Nanoleaf Smart Holiday String Lights
Nanoleaf’s Smart String Lights strike a middle ground between Govee’s creativity and Hue’s reliability. The hardware is solid, the LEDs are bright, and the mapping in the Nanoleaf app is surprisingly flexible. However, their biggest advantage for Home Assistant users is that they are fully Matter-compatible, meaning once you pair them, they operate entirely locally with fast, stable control. No cloud calls, no polling delays, just a clean light entity that works like any other in your dashboards and automations.
The tradeoff is identical to Govee: Matter’s current feature set doesn’t expose the richer Nanoleaf effects. If you want more than simple color scenes, you’ll need to recreate animations yourself. If you already own Nanoleaf products or prefer their design, this set integrates smoothly while still keeping everything local.
SwitchBot Smart RGBICWW Floor Lamp
SwitchBot’s RGBICWW Floor Lamp isn’t a Christmas product by default, but it actually works great as a seasonal accent. Because it supports Matter, Home Assistant can control it locally without ever touching SwitchBot’s cloud once onboarding is done. You get stable, instant control over brightness, temperature, and color, and it behaves like any other Matter light entity.
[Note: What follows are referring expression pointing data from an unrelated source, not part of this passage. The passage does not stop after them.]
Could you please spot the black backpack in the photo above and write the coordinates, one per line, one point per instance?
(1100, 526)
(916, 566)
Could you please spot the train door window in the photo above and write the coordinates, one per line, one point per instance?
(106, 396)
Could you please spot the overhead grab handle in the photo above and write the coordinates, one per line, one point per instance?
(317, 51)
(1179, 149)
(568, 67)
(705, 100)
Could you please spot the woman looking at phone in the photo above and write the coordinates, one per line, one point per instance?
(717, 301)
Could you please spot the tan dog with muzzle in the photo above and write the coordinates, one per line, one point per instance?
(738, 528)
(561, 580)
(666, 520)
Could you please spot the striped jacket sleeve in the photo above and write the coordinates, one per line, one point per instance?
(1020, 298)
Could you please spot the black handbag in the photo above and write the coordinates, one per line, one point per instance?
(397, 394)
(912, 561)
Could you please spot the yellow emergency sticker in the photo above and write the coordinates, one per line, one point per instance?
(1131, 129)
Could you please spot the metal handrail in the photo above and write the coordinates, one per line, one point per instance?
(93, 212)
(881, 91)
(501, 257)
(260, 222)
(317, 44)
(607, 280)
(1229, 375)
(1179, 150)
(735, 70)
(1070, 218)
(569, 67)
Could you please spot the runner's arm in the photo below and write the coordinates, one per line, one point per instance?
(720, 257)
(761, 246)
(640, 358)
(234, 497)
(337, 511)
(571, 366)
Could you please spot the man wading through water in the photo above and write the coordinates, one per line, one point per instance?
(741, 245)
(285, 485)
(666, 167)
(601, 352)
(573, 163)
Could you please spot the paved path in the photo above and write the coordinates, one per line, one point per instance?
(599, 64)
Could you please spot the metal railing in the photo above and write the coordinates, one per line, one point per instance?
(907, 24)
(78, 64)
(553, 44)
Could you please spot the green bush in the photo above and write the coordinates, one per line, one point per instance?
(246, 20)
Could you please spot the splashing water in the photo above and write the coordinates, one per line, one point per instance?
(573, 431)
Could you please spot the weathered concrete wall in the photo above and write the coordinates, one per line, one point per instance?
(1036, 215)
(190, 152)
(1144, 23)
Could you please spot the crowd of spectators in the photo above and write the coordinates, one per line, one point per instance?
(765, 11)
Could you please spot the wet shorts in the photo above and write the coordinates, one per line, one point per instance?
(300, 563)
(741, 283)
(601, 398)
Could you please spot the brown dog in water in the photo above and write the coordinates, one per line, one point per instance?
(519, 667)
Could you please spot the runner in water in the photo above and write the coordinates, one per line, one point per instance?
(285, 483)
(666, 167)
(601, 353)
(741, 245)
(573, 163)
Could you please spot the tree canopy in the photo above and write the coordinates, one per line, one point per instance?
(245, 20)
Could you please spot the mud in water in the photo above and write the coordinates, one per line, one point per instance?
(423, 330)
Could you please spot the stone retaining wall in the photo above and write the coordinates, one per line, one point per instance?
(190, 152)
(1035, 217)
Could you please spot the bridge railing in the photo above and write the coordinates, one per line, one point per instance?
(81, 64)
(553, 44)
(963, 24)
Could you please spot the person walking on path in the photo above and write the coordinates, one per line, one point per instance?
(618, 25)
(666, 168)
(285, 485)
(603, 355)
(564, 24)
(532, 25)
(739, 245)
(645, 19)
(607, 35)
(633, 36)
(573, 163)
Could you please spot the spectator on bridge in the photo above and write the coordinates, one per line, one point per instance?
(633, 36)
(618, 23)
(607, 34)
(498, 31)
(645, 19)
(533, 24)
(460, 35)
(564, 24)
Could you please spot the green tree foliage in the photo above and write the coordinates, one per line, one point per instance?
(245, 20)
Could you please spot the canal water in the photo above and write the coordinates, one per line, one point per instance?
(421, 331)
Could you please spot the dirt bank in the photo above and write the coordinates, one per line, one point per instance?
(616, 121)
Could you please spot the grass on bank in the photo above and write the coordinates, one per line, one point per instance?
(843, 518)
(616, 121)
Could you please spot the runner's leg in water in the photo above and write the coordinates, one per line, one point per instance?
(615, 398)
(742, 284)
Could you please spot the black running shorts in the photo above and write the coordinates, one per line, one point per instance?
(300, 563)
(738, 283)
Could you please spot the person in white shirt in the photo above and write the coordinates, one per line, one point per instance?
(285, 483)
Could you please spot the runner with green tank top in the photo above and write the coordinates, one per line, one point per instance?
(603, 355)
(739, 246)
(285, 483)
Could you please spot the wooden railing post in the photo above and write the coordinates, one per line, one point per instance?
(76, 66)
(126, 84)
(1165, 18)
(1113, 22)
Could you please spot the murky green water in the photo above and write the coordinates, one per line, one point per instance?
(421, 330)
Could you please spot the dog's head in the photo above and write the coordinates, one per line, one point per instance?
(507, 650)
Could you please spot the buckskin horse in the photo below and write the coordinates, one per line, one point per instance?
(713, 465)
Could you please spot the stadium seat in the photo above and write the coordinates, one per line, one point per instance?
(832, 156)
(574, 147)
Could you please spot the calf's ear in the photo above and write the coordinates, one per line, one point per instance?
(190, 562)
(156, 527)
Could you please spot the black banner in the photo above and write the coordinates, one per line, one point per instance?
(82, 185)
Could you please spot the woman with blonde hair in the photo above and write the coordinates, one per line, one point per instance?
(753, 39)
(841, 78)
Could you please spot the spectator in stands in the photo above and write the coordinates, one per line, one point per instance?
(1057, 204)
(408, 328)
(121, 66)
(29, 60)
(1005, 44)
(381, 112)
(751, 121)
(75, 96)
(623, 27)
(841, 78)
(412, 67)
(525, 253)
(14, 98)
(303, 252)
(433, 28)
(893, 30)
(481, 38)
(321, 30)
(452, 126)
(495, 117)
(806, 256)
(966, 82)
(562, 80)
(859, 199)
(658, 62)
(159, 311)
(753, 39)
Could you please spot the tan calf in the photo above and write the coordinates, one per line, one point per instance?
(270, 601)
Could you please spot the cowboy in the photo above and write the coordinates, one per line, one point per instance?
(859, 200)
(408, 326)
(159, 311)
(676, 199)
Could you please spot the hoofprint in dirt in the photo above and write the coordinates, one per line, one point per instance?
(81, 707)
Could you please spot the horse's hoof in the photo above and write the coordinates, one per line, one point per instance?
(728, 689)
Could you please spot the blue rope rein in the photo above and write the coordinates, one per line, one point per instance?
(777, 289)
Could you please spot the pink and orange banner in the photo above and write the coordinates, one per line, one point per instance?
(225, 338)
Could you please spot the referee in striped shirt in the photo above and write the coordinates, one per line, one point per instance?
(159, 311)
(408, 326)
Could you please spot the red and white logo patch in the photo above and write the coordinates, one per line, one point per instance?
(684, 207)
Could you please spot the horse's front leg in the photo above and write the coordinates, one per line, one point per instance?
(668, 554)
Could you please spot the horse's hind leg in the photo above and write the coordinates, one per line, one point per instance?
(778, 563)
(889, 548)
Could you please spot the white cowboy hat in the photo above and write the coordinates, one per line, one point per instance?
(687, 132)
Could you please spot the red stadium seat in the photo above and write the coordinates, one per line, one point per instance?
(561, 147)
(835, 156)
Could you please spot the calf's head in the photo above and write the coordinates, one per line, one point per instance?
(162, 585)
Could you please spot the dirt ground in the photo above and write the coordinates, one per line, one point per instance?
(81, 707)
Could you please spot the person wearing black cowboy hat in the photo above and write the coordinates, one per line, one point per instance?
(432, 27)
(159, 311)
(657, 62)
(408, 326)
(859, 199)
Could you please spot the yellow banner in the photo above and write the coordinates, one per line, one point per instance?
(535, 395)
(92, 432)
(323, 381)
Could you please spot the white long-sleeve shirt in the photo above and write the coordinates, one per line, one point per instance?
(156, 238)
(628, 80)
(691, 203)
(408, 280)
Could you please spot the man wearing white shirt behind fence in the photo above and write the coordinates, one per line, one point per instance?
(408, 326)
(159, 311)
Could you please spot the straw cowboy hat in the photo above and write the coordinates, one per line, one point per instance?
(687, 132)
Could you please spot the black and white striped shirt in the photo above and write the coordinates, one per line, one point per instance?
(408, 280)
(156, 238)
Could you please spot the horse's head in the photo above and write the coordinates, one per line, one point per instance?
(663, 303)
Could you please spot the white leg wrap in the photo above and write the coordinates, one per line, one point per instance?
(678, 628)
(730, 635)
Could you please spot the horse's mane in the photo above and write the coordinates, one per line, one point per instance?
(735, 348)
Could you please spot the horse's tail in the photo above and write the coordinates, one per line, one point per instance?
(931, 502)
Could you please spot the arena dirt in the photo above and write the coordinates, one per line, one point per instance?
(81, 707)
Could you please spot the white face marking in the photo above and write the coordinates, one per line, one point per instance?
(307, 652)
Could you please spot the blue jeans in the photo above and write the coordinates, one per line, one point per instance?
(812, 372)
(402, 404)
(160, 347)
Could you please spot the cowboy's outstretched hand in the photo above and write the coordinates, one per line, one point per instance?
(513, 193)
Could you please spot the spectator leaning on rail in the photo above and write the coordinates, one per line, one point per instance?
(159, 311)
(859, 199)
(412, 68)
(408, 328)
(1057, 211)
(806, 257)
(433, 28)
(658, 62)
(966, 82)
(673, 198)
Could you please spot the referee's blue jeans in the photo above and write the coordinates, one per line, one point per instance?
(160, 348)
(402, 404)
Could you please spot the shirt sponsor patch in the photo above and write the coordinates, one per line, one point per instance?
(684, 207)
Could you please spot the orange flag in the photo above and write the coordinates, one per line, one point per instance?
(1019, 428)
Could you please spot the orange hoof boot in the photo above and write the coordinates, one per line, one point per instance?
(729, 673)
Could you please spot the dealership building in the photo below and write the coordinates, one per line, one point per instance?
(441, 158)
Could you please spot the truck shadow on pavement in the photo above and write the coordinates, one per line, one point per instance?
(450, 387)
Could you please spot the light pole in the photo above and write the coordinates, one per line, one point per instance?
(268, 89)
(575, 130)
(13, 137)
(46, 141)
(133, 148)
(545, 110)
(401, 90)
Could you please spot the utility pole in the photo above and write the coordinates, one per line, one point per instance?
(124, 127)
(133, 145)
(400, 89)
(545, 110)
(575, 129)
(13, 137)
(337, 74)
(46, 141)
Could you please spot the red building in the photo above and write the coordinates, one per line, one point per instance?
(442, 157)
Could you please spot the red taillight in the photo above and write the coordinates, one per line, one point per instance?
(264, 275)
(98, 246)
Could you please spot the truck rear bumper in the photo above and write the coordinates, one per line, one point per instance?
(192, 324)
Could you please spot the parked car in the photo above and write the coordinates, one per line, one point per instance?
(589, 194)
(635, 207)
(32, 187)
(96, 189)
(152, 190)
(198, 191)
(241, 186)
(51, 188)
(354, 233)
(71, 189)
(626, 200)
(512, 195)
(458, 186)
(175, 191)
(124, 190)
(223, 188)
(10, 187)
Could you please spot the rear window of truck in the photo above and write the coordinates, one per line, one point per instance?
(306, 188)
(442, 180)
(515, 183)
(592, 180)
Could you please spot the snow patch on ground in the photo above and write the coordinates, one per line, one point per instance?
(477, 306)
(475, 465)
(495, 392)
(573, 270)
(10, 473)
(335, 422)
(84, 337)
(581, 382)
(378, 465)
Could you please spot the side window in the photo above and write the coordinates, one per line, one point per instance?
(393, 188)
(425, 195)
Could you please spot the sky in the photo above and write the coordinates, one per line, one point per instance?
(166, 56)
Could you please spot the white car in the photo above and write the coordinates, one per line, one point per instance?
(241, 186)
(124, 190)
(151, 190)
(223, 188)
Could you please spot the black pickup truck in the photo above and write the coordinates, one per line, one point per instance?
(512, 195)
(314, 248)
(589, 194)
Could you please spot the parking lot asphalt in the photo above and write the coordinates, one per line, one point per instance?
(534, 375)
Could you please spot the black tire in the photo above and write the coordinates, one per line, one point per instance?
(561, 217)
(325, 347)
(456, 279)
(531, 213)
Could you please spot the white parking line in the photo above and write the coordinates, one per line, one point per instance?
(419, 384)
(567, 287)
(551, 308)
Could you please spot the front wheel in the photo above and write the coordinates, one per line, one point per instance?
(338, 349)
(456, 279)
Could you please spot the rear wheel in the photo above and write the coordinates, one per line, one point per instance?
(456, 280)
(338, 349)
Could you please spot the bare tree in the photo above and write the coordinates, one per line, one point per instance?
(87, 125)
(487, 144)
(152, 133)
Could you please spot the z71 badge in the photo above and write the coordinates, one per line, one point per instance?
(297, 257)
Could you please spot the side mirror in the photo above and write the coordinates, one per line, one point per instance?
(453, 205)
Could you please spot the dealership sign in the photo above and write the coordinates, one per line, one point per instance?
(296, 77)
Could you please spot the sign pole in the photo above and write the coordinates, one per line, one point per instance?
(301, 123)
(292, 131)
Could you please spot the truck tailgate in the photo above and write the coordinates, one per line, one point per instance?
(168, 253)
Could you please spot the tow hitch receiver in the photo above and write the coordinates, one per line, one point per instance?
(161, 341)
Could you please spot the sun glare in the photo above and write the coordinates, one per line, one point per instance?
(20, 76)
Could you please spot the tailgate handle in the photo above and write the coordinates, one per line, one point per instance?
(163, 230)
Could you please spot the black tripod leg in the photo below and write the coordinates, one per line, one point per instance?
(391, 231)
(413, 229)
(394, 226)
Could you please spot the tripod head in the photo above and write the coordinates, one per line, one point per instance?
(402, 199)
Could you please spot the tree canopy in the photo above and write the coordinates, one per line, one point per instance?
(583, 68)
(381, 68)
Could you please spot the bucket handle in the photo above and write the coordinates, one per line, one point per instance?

Just like the others, Matter exposes only the basics. The more elaborate effects available in the SwitchBot app won’t show up natively in Home Assistant. Luckily this lamp responds well to rapid color changes and transitions, so building your own animations through Home Assistant works surprisingly well. It’s one of those devices you can repurpose year-round: Christmas gradients in December, warm reading light in January, and ambient color wash whenever you feel like it, which is how I use this lamp.